Outras decisões do Supremo sobre a CPI

Esta não é a primeira vez que o STF interfere nas ações da CPI do Crime Organizado. Na quinta-feira (26), o ministro André Mendonça já havia determinado que a participação dos irmãos de Toffoli na comissão era facultativa, reconhecendo que eles foram convocados na condição de investigados e, portanto, tinham o direito constitucional de não se autoincriminarem.
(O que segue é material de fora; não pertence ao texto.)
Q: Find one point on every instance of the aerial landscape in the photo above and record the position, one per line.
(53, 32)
Caso decidam comparecer à CPI, os investigados têm as seguintes garantias:

  1. Poderão permanecer em silêncio
  2. Não precisam ser submetidos ao compromisso de dizer a verdade
  3. Não podem sofrer constrangimentos físicos ou morais

Essas decisões do STF destacam a tensão entre os poderes Legislativo e Judiciário, especialmente em investigações que envolvem figuras públicas de alto escalão. A fundamentação de Gilmar Mendes enfatiza a necessidade de rigor probatório e respeito às garantias constitucionais, mesmo em contextos de combate ao crime organizado.